Modus para mafia hukum mempailitkan adalah dengan membuat seolah-olah para debitur, baik perusahaan ataupun perseorangan tidak mampu membayar kredit padahal sedang dalam keadaan sehat dan lancar. “Mereka bukannya  jual jaminan tapi langsung ambil langkah pailit,” kata Yusril.
Semestinya, pihak bank sebelum melakukan pailit melakukan analisis mendalam. Jika debitur tak mampu bayar maka mengeksekusi agunan. “Tapi bank malah mempailitkan nasabah, sehingga nasabah jadi kelimpungan,” katanya.
Yusril mengatakan, mafia hukum yang sering mempailitkan perusahaan terdiri dari oknum bank, pengacara, kurator, dan pengadilan niaga Surabaya. “Ada tidak beres dari oknum di bank, pengacara, kutator dan pengadilan niaga surabaya,” katanya.
Kejahatan mafia kepailitan ini, menurut Yusril, sangat serius karena akan mengancam pengusaha dan mematikan usaha swasta karena dipailitkan dengan cara tidak fair.
Salah satu hotel yang terjerat mafia hukum kepailitan adalah Aston Villa di Tanjung Benoa, Kuta. Yusril menyebutkan, PT DRI pengelola Aston Villa tak layak dipailitkan karena hotel tersebut sedang sehat, operasionalnya lancar, tingkat okupansi 90 persen.
Hotel Aston Resort and Spa memiliki kredit di Bank Mandiri sebesar 14 Juta USD atau Rp33 miliar atau pada tahun 1996. Hotel Aston telah melunasi sebesar Rp70 miliar.
Karena telah membayar kredit melebihi hutang, Direktur PT DRI Rustandi Yusuf menggugat Bank Mandiri untuk mendapatkan kepastian apakah kreditnya dalam bentuk rupiah atau dolar pada tahun 2009.
Tiba-tiba, Bank Mandiri mengajukan kepailitan hotel Aston melalui mekanisme penundaan kewajiban pembayaran utang ke PN Niaga surabaya. Yusril menilai banyak kejanggalan dalam upaya kepailitan yang dilakukan Bank Mandiri. Bank BUMN ini menggandeng Dispenda Kabupaten Badung untuk mengajukan kepailitan ke pengadilan.

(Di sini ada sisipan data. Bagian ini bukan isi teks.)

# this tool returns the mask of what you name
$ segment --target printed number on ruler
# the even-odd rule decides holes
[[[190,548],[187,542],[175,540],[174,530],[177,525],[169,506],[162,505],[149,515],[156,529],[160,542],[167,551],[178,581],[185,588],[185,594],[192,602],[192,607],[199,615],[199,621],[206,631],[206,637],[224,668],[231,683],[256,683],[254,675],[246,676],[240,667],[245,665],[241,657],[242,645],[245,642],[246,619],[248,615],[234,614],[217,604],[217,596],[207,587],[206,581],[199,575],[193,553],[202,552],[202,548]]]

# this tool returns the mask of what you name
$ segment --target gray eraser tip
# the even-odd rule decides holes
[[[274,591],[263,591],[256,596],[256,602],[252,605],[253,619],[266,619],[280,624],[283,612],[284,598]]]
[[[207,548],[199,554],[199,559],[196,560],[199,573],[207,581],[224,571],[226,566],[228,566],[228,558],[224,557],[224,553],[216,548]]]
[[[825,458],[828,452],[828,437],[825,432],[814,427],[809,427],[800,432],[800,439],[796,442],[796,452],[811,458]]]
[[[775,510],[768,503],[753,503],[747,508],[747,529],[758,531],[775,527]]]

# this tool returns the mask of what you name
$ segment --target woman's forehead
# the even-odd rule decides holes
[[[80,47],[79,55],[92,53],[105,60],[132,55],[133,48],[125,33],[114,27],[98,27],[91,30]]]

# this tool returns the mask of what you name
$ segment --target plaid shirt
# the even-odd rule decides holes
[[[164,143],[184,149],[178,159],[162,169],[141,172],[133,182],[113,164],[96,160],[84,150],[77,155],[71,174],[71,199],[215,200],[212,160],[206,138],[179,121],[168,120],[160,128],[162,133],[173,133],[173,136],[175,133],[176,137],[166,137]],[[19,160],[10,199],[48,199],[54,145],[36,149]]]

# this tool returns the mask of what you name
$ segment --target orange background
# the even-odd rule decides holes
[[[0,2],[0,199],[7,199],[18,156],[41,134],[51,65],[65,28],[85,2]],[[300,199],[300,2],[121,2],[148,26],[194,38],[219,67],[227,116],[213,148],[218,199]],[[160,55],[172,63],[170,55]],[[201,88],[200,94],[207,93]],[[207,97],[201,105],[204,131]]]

“Bank Mandiri tiba-tiba mengajak mengajak Dispenda badung yang tidak memiliki piutang ke hotel Aston hanya untuk memenuhi syarat hukum,” kata tim pengacara Agus Dwi Warsono. Akhirnya, PN Niaga Surabaya memutuskan pailit Astona Resort and Spa dengan dua kreditur, yaitu Bank Mandiri dan Dispenda Badung.
Kurator pun bersepakat dengan Bank Mandiri memblokir rekening Rustandi di Bank BCA sebesar Rp33 miliar, Panin sebesar Rp40 miliar, dan BNI atau total sebesar Rp90 miliar.
Kurator juga melelang bangunan dan tanah hotel Aston sangat rendah yaitu Rp182 miliar dari harga sebenarnya Rp595 miliar. Akibat kejahatan mafia kepailitan tersebut, hotel Aston mengalami kerugian tanah dan bangunan senilai Rp600 miliar, inventaris hotel atau barang sekitar Rp 52 miliar, dan dana di empat bank Rp90 miliar.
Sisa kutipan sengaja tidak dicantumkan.